UBC Theses and Dissertations
The usual suspects : a feminist critical discourse analysis of media representations of responsibility for sexual assault prevention Ariana, Barer
This thesis examined the representation of social actors responsible for sexual assault prevention published in media and police reports and grassroots poster campaigns that followed a series of sexual assaults perpetrated in Edmonton between May 2008 and March 2010. Reporting by Edmonton Journal, CBC News, and the published responses of the Garneau Sisterhood, a grassroots organization, was examined through a lens informed by feminist critical discourse analysis (FCDA). Using FCDA, I analyzed the ways in which the representations of social actors in these texts changed across time both linguistically and interdiscursively.

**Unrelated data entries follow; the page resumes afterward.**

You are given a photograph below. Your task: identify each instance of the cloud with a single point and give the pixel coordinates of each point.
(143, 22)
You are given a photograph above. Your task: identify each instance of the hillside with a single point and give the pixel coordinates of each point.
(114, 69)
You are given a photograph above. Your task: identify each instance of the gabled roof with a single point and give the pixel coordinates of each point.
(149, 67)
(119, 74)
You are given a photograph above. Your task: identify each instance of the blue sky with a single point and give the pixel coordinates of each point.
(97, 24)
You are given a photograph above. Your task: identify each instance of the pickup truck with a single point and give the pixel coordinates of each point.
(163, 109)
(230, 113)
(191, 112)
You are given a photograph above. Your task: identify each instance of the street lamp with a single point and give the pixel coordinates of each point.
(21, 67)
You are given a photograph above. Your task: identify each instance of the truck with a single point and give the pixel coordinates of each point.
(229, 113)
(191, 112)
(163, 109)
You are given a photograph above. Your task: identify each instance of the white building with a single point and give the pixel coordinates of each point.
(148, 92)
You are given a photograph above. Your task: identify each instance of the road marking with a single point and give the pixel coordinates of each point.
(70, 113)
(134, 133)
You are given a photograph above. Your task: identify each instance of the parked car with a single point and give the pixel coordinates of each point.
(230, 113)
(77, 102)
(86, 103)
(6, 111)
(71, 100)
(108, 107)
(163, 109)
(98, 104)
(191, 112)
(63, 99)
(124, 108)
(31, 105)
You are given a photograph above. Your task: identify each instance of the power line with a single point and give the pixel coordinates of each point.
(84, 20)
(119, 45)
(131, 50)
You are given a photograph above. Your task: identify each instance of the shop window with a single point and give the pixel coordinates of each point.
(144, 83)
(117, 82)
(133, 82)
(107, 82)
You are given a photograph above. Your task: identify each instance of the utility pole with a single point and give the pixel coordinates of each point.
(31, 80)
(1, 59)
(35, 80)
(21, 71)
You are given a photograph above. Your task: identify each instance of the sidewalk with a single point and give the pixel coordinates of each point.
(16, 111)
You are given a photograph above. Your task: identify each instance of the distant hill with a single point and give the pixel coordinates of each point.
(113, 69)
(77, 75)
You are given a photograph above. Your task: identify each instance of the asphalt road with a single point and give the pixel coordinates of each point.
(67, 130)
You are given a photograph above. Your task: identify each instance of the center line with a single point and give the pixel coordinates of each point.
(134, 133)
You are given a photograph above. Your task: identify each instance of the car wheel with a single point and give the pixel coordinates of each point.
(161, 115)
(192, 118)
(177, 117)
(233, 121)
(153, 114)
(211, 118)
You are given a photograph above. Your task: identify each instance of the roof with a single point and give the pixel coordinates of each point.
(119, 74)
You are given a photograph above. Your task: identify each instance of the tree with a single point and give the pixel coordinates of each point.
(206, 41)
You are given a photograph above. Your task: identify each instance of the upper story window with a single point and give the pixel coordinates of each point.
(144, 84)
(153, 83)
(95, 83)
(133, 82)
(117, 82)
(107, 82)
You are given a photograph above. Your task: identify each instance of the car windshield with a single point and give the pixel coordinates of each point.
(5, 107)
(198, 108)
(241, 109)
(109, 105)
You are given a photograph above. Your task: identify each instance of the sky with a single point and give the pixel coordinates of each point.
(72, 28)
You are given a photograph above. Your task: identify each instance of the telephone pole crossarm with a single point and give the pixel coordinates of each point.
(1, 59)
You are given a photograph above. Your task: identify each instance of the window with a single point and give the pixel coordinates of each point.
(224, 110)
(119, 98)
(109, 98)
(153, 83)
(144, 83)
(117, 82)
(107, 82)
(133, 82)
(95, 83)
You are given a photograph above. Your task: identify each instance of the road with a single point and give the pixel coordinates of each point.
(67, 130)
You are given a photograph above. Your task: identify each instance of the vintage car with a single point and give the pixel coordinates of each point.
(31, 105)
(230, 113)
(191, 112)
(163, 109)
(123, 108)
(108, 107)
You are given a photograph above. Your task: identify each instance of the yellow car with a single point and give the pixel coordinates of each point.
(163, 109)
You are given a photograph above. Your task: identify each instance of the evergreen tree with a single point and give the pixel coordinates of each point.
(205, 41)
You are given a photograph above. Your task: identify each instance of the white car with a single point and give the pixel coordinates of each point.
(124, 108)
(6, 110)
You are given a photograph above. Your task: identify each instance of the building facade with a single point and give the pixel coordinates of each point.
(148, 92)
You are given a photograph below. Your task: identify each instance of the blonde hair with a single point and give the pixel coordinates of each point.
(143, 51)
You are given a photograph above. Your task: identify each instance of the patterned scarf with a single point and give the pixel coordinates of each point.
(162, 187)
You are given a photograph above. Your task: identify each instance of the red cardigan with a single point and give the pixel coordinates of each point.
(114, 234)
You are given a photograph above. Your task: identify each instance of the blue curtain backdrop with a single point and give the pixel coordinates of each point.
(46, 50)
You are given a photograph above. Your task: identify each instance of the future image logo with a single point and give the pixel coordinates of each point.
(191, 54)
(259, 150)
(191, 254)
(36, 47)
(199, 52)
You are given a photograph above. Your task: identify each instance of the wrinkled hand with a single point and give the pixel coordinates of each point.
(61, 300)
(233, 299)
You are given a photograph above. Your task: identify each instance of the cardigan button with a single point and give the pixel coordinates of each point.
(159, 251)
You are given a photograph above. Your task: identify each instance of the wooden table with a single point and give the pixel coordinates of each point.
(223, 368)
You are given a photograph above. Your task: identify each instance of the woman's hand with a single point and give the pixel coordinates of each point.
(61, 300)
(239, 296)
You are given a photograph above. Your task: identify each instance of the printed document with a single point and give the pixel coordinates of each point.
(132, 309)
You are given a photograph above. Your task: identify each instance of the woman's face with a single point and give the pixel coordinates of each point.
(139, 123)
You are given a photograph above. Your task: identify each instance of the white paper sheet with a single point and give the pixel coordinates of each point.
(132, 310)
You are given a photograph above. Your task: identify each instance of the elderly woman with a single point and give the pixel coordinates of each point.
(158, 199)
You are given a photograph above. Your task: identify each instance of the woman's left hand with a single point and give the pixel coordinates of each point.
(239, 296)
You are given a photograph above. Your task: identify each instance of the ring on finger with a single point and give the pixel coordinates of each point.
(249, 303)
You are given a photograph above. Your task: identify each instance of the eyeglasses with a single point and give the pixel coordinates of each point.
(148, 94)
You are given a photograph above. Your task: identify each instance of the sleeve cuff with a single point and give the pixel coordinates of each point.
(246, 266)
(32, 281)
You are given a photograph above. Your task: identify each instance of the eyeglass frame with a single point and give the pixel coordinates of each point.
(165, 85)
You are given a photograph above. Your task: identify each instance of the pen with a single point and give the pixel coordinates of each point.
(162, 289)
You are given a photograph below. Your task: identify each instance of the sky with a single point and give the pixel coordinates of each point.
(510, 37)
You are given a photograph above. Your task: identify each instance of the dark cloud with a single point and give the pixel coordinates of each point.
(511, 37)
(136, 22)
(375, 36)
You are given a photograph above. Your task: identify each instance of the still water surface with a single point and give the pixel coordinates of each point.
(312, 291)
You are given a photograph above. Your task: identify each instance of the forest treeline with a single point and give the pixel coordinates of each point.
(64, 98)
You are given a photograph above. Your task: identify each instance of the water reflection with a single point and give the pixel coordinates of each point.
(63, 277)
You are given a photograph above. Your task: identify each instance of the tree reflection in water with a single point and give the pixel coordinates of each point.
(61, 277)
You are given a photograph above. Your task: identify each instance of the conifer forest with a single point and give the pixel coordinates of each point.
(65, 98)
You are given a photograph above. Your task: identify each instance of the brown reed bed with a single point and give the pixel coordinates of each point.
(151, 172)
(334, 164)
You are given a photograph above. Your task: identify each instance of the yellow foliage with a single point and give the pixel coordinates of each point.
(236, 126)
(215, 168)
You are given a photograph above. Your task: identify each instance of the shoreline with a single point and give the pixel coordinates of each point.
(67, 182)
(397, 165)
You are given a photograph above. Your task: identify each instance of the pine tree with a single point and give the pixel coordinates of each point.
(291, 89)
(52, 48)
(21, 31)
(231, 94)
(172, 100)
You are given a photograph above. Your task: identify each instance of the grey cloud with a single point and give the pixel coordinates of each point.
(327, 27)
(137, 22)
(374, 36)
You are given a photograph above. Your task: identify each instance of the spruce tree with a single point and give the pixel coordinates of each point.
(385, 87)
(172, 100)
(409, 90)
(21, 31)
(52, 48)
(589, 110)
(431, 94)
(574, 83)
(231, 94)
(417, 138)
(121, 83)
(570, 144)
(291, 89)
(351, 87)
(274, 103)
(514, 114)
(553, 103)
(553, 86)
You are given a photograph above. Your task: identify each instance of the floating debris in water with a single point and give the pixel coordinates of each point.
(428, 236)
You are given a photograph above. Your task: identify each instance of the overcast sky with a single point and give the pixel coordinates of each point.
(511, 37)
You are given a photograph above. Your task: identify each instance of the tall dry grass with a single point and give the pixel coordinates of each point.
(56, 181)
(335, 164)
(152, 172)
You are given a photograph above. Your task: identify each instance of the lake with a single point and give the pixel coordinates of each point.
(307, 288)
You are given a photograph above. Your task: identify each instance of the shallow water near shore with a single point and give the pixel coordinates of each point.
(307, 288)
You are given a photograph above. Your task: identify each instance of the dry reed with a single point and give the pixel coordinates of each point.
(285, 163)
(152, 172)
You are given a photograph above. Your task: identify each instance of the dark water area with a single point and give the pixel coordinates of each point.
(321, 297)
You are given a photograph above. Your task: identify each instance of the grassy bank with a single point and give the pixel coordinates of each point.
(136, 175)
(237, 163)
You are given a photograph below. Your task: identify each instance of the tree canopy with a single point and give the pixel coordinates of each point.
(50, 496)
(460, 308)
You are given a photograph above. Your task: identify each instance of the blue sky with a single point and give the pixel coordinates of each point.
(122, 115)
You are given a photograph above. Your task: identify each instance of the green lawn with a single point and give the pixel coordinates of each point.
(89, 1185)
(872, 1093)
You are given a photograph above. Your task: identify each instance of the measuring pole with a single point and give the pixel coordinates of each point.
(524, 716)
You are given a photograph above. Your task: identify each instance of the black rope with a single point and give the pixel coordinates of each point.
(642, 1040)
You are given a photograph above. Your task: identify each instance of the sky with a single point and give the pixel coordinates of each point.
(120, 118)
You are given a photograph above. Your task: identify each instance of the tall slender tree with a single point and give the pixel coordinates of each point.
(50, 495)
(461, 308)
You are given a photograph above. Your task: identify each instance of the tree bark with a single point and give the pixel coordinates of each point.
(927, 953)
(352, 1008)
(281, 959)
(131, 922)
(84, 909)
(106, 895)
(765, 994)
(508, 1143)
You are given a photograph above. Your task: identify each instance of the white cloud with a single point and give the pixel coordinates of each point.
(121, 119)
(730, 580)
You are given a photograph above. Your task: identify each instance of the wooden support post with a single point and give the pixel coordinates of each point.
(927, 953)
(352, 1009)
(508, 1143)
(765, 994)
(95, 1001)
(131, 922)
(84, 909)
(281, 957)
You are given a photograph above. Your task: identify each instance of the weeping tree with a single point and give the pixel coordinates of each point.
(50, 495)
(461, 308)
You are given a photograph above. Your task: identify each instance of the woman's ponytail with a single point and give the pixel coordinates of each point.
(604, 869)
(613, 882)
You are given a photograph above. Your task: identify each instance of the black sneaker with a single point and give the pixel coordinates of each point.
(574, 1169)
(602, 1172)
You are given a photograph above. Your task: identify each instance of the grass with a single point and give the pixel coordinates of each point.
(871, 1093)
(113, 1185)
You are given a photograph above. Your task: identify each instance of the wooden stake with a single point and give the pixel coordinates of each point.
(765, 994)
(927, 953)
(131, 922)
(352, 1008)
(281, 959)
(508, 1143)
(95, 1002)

Three main neoliberal discourses found to be operating in media representations of social actors in the Edmonton Journal and CBC News were discourses of individualization, authority, and feminization. An analysis of social actors in the media showed these assaults to be isolated and individualized crimes. In addition, media representation included an unquestioned deference to police authority in seeking solutions and justice, and the construction of rape-avoidance as a hegemonic norm of femininity. The main discourse found in the Garneau Sisterhood poster campaigns was a discourse of collective responsibility. Sexualized violence will not likely end without a shift in the culture of violence toward women. At a time when the federal government is defunding feminist advocacy and direct service organizations—forcing them to close or function precariously—the presence of collective-oriented, grassroots interruptions of normalized rape culture is both urgent and hopeful.